Import-Dependence For Arms Impacting Indian Forces' Combat-Readiness


MDL, a public sector shipbuilding yard, deserves praise for having skilfully built and steadily delivered high quality warships and submarines to the IN for the past half-century. At the same time there is no denying the fact that every MDL project has been dogged by huge time delays (Kolkata took 11 years to build) and embarrassing cost overruns, which have had an adverse impact on the navy's force levels and fiscal planning. Warship building is supported by a network of dedicated ancillary industries which produce most of the systems required for 'domestic and hotel services' on board warships. It is their contribution, added to the steel hull of the ship, welded in MDL, which appears to underpin inflated claims of indigenous content (perhaps by weight or volume) made for all our warships - including the Kolkata.

However, we need to squarely face the fact that the ability of Indian built warships 'to move, to see and to fight' comes almost exclusively from high-technology systems imported from abroad. A media scan shows that the Kolkata's gas-turbine engines, generators, propellers and shafting, gear-box, gun systems, the surface-to-surface and surface-to-air missiles, and radars are all imported. Most systems claimed as 'indigenous' have been assembled under licence - with minimal value-addition by Indian scientists. Thus, if the value of imported content is reckoned, it may come to as much as 70-80 percent of the ship's cost.

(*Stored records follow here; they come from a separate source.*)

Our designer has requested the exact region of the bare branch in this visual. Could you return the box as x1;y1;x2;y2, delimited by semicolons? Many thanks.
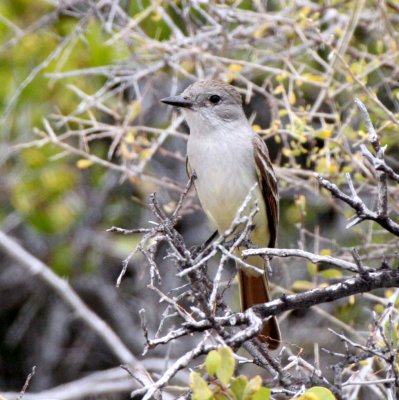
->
253;268;399;320
316;174;399;236
243;247;363;273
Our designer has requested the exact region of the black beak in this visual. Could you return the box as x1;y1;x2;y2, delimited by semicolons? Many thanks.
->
161;95;193;109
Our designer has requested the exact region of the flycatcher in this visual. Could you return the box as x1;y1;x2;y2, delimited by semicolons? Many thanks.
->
161;80;280;349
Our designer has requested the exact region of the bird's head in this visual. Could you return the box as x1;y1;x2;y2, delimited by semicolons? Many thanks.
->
161;80;246;131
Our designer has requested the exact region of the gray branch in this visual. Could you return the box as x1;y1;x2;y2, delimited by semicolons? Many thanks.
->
243;247;364;273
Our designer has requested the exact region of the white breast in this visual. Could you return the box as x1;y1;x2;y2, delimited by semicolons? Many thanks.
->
187;126;265;233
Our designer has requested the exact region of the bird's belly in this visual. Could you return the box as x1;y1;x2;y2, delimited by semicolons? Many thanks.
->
188;142;265;235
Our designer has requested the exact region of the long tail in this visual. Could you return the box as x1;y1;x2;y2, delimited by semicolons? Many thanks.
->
239;270;281;349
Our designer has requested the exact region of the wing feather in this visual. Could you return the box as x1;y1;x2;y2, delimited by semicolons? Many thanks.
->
186;156;193;178
252;135;279;248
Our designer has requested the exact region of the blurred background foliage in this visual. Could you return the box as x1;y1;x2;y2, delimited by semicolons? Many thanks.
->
0;0;399;398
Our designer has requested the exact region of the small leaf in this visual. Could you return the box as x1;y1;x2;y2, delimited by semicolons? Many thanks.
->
319;269;343;279
216;347;235;385
316;129;332;139
230;376;248;400
251;386;271;400
302;386;336;400
320;249;332;256
242;375;262;399
162;201;176;214
76;159;93;169
124;130;136;144
205;350;221;377
282;147;292;157
374;304;384;314
190;371;213;400
307;262;318;277
139;148;152;161
229;63;243;73
150;10;162;21
273;85;284;95
301;73;325;84
120;142;136;160
295;194;306;211
291;280;314;292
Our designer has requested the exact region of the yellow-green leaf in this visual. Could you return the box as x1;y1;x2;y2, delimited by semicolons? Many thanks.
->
229;63;243;73
307;262;318;277
301;73;325;83
216;347;235;385
316;129;332;139
274;85;284;95
230;376;248;400
242;375;262;399
291;280;314;292
252;124;262;132
319;269;343;279
302;386;336;400
190;371;213;400
320;249;332;256
251;386;271;400
76;159;94;169
205;350;221;377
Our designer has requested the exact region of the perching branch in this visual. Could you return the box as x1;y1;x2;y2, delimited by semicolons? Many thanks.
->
253;267;399;320
243;247;364;273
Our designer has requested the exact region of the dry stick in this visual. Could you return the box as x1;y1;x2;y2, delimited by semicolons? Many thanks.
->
360;144;399;183
316;174;399;236
17;366;36;400
0;230;156;393
354;98;388;217
2;367;138;400
243;247;362;273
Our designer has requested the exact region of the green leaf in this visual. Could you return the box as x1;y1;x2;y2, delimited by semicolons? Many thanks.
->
242;376;262;399
303;386;336;400
319;269;343;279
190;371;213;400
307;262;318;277
216;347;236;385
205;350;221;377
230;376;248;400
251;386;271;400
291;280;314;292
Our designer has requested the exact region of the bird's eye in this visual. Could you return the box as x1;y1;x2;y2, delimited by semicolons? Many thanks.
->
209;95;221;104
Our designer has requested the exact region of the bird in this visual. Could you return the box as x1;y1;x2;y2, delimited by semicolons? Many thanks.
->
161;80;280;349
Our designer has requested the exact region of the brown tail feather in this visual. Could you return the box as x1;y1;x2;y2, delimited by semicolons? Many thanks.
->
239;270;281;349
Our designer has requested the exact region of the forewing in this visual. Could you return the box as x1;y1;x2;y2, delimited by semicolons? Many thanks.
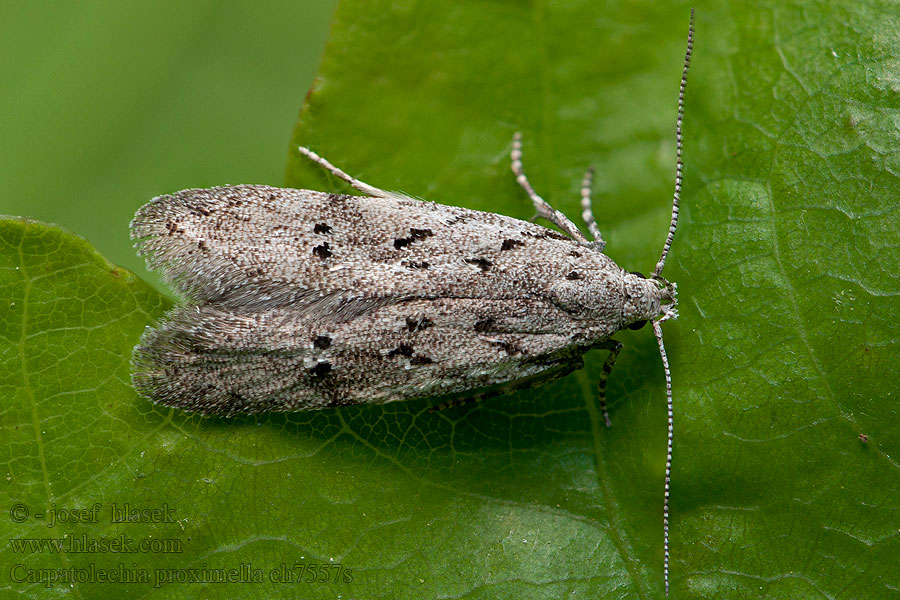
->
132;299;589;416
130;185;610;314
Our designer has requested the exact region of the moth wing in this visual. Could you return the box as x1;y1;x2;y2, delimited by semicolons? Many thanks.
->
130;184;603;316
132;299;589;416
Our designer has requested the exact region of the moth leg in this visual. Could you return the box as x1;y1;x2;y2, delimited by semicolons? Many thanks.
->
595;339;623;428
297;146;391;199
510;133;589;243
579;167;606;250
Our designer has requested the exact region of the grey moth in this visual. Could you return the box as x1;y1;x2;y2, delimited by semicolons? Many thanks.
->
130;12;694;596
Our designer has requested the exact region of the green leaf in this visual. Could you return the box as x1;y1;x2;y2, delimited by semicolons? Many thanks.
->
2;2;899;599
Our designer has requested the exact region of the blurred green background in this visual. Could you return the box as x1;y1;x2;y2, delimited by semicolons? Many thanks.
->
0;1;338;288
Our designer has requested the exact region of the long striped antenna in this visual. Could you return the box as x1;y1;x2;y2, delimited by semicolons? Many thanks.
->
655;307;677;596
654;8;693;279
655;10;693;597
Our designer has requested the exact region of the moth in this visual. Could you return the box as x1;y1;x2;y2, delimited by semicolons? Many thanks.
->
130;13;693;596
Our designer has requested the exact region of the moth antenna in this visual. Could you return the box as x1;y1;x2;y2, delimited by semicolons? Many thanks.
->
653;313;675;597
653;11;693;595
654;8;693;278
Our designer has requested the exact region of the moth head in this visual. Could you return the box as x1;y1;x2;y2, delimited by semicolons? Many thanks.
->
622;271;678;330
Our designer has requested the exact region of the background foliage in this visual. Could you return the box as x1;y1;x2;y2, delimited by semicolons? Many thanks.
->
0;0;337;293
2;1;898;598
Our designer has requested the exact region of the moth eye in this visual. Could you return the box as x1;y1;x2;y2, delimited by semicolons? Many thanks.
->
629;270;646;279
627;319;648;331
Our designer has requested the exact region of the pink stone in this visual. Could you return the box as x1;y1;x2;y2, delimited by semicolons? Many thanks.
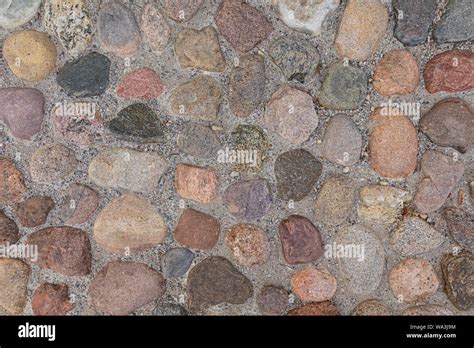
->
116;67;165;99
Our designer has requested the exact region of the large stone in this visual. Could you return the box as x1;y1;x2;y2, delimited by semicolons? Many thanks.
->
419;98;474;154
368;107;418;178
0;88;45;140
413;150;464;213
441;253;473;310
32;283;74;316
187;257;253;311
59;184;100;225
225;223;269;266
0;259;30;314
434;0;474;43
423;50;474;93
3;30;57;81
174;164;218;203
97;1;141;57
393;0;437;46
89;261;166;315
162;0;204;22
26;226;92;276
0;0;41;28
108;103;164;138
214;0;272;52
443;208;474;253
0;211;19;245
264;85;319;144
173;208;220;249
29;144;78;184
175;26;225;72
279;215;323;264
223;179;272;220
88;148;168;193
93;193;167;253
177;123;221;159
335;0;388;61
140;2;171;54
116;67;165;100
16;196;55;228
291;267;337;302
0;157;26;204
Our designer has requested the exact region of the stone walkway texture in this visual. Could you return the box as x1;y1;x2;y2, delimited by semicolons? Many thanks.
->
0;0;473;316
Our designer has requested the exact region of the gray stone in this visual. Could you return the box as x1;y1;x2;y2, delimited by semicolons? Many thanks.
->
153;303;188;316
434;0;474;43
223;179;272;220
393;0;437;46
108;103;164;138
0;0;41;28
444;208;474;253
177;123;221;159
162;248;194;278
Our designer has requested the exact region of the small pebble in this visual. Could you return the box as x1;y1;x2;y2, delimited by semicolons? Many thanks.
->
162;248;194;278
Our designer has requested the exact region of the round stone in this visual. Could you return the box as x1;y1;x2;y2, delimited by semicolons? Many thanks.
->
0;157;26;204
318;62;368;110
291;267;337;302
0;87;45;140
153;303;188;316
89;261;166;315
279;215;323;265
402;304;453;316
225;224;269;266
389;258;439;303
108;103;164;138
434;0;474;43
393;0;437;46
162;0;204;22
29;144;77;184
372;49;419;96
93;193;167;253
351;299;390;316
288;301;339;316
174;164;218;203
3;30;56;81
173;208;220;250
0;258;30;314
140;2;171;54
16;196;55;228
257;286;288;315
32;283;74;316
0;211;19;245
0;0;41;28
223;179;272;220
97;1;141;57
443;208;474;253
177;123;221;159
161;248;194;278
116;67;165;100
274;149;322;202
264;85;319;144
229;124;269;173
26;226;92;276
186;256;253;311
321;114;361;166
59;184;100;225
441;252;473;310
57;52;111;97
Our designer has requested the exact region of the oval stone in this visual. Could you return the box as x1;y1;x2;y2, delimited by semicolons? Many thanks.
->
0;258;30;314
441;253;473;310
173;208;220;250
29;144;78;184
0;211;19;245
223;179;272;220
0;157;26;204
291;267;337;302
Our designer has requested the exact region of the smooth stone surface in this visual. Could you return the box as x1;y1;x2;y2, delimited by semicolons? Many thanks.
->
93;193;167;253
161;248;194;278
108;103;164;138
88;148;168;193
186;256;253;311
419;98;474;154
288;301;339;316
223;179;272;220
390;216;445;256
434;0;474;43
32;283;73;316
16;196;55;228
0;88;45;140
26;226;92;276
3;30;56;81
229;124;269;173
393;0;437;46
274;0;339;35
257;286;288;315
0;157;26;204
140;2;171;54
175;26;225;72
43;0;93;57
177;123;221;159
413;150;464;213
0;211;19;245
279;215;323;264
314;176;356;226
335;0;388;61
29;144;78;184
0;0;41;28
351;299;390;315
372;49;419;96
57;52;111;97
389;258;439;303
444;208;474;253
423;50;474;93
335;225;385;295
174;164;218;203
169;75;223;121
441;253;473;310
228;53;265;117
368;107;418;178
291;267;337;302
174;208;220;250
0;259;30;314
97;1;141;57
274;148;322;201
269;37;320;83
214;0;272;52
318;62;368;110
402;305;453;316
89;261;166;315
116;67;165;99
264;85;319;144
321;114;362;166
162;0;204;22
59;184;100;225
225;224;269;266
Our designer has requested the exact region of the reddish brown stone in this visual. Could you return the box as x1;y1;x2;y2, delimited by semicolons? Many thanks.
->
257;286;288;315
174;164;218;203
424;50;474;93
288;301;340;316
291;267;337;302
32;283;74;316
116;67;165;99
0;211;19;245
26;226;92;276
225;224;269;266
60;184;100;225
174;208;220;249
16;196;55;227
279;215;323;264
0;157;26;204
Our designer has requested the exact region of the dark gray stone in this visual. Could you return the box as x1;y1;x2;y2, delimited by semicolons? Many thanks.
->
161;248;194;278
177;123;221;159
108;103;164;138
153;302;188;316
393;0;437;46
434;0;474;43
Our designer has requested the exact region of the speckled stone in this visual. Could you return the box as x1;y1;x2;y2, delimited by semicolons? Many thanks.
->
0;157;26;204
434;0;474;43
291;267;337;302
108;103;164;138
162;0;204;22
442;252;473;310
229;124;269;173
161;248;194;278
351;299;390;315
288;301;339;316
223;179;272;220
443;208;474;253
393;0;437;46
29;144;78;184
257;286;288;315
16;196;55;228
89;261;166;315
59;184;100;225
174;164;218;204
116;67;165;100
402;305;453;316
32;283;74;316
177;123;221;159
0;0;42;28
174;208;220;250
153;303;188;316
275;148;322;202
140;2;171;54
225;224;269;266
187;256;253;311
0;258;30;314
0;211;19;245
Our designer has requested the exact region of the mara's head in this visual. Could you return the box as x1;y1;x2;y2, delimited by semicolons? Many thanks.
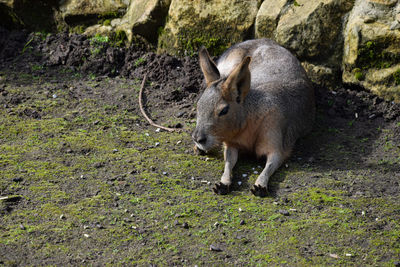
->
192;47;252;152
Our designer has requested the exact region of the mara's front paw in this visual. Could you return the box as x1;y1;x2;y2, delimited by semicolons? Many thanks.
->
251;185;268;197
212;182;230;195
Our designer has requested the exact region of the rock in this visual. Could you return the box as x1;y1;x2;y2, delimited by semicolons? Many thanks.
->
158;0;262;56
239;219;245;225
116;0;171;43
301;62;338;89
275;0;354;61
342;0;400;101
279;210;290;216
209;244;222;252
255;0;288;39
84;25;113;37
59;0;128;20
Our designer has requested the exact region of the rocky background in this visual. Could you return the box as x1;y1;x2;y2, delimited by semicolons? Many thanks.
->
1;0;399;101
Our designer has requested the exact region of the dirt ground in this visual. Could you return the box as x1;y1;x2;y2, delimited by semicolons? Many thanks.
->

Here it is appropriate to cite two outstanding success stories related to the DRDO. One emanates from its Naval Physical and Oceanographic Laboratory which has provided a state-of-the-art 'Humsa' sonar, as well as other anti-submarine warfare devices for the Kolkata. The provenance of Humsa sonar goes to 1975 when a brilliant naval electronic engineer, Lieutenant Arogyaswamy Paul Raj, led a NPOL team to develop an advanced panoramic sonar; then at the cutting edge of technology. Since then, the IN and NPOL have worked in close collaboration to successfully develop a series of ASW systems that equip our front-line ships.